También pedí amargamente, con lágrimas, perdón delante de ellos, pero sus ojos estaban tan cegados que no pudieron mirarme con ninguna consideración de misericordia, y llena de lágrimas me fui de allí. Pero muchos hombres se compadecieron de nosotras, aunque no podían ayudarnos según su voluntad. Tu amigo fiel, el arzobispo de Colonia, vino a Maguncia, y con un caballero, un hombre libre, presente, que quería probar con testigos suficientes que él y el difunto habían sido absueltos del mismo lugar, a la misma hora, por el mismo sacerdote, quien también estuvo presente, conocieron la verdad de este hecho. Presumiendo de ti, ese prelado obtuvo la licencia para celebrar los divinos oficios en paz y seguridad hasta tu regreso.

Sin embargo, amado señor, cuando teníamos gran confianza en tu misericordia, nuestros prelados nos trajeron después de su regreso de Roma una carta tuya prohibiendo los divinos oficios, que confío, oh piedad paterna, nunca habrías enviado si hubieras conocido la verdad de este asunto. Así, misericordioso padre, estamos en una ligadura aún mayor de dolor y tristeza por tu mandato. Por lo tanto, en una visión de mi alma en la que nunca he sido turbada en palabra alguna, fui mandada decir con el corazón y la boca: Es mejor para mí caer en manos de los hombres que abandonar el mandato de mi Dios.

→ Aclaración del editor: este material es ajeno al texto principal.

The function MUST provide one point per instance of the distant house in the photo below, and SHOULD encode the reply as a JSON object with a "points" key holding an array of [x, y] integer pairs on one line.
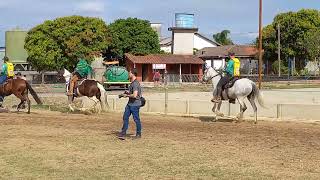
{"points": [[177, 65], [215, 57], [199, 41]]}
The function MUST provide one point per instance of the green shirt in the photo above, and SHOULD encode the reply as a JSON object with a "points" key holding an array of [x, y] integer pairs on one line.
{"points": [[230, 67], [4, 69], [83, 68]]}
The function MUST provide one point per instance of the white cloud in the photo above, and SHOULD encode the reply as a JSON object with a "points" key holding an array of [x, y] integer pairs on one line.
{"points": [[91, 7]]}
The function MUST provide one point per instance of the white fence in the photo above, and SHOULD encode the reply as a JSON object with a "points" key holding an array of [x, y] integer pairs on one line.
{"points": [[203, 108]]}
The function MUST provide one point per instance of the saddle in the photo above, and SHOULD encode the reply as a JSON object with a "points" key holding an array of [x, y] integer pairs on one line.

Por lo tanto, misericordioso padre, te ruego en el amor del Espíritu Santo que, por la piedad del Padre eterno, quien por la salvación del hombre envió su palabra en la suave verdor al vientre de la Virgen, no desprecies las lágrimas de tus hijas dolientes y llorosas, que por temor a Dios soportamos las tribulaciones y angustias de esta injusta ligadura. Que el Espíritu Santo te infunda para que te conmuevas con misericordia hacia nosotras, de modo que también tú, después del fin de tu vida, obtengas misericordia por esto.